Wed, Nov 13, 2013 - Page 4 News List

Taiwan Watch Institute discontinues paper version of environmental journal

By Liu Li-jen and Jake Chung  /  Staff reporter, with staff writer

The environmental protection group Taiwan Watch Institute recently announced the discontinuation of the printed version of the Taiwan Watch (看守台灣) journal starting this month, putting an end to the paper version of the oldest journal published by the nation’s environmental protection groups.

The first issue of the magazine was published in January 1999, and for 15 years it was distributed without fail, with a new edition published every three months.

More than 60 issues have been published over 15 years.

The journal analyzed many of the environmental problems the nation faced over the years, from the pollution of the Erjen River (二仁溪) which runs through Greater Kaohsiung and Greater Tainan and the dissipation of dioxin in the atmosphere from industrial incinerators to more recent concerns such as plasticizers, polyvinyl chloride (PVC), endocrine disruptor substances (EDS) and land justice issues, making it an important contributor to the protection of Taiwan’s environmental debates, the institute’s secretary-general Hsieh Ho-lin (謝和霖) said.

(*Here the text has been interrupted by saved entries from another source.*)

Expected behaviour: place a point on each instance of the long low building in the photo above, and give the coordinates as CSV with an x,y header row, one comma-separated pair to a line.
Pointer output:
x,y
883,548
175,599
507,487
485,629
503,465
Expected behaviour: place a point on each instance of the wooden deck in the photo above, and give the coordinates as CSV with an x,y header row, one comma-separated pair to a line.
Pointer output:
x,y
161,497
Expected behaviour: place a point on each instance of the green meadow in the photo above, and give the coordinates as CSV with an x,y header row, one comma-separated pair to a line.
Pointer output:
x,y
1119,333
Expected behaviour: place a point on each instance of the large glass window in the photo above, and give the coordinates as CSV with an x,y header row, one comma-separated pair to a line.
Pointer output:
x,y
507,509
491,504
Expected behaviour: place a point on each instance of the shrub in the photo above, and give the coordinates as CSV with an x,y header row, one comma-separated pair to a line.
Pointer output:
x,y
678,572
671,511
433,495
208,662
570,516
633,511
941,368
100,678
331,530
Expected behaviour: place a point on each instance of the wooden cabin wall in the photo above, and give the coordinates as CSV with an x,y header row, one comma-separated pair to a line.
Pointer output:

Although the institute was set up with generous funding of NT$300,000 (US$10,173) raised in 1998 by academic Liu Chih-chien (劉志堅), one of the founding members of the institute, and the writers of the articles did not ask for remuneration, leaving the institute with only printing expenses of NT$10,000 per issue, the group still had to employ a full-time editor for NT$25,000 per month, which made the paper version of the journal a dead weight to the group, Hsieh said.

The group’s limited manpower, along with the popularization of the Internet, prompted the institute to discontinue the journal’s paper version.

The institute will now focus on the online version of the journal, which is freely downloadable and was launched in 2005 due to the difficulty of expanding the paper journal’s readership.

The institute is looking to alter the frequency of articles and making the articles more focused in subject matter and publishing them when they are ready rather than at a set time, Hsieh said.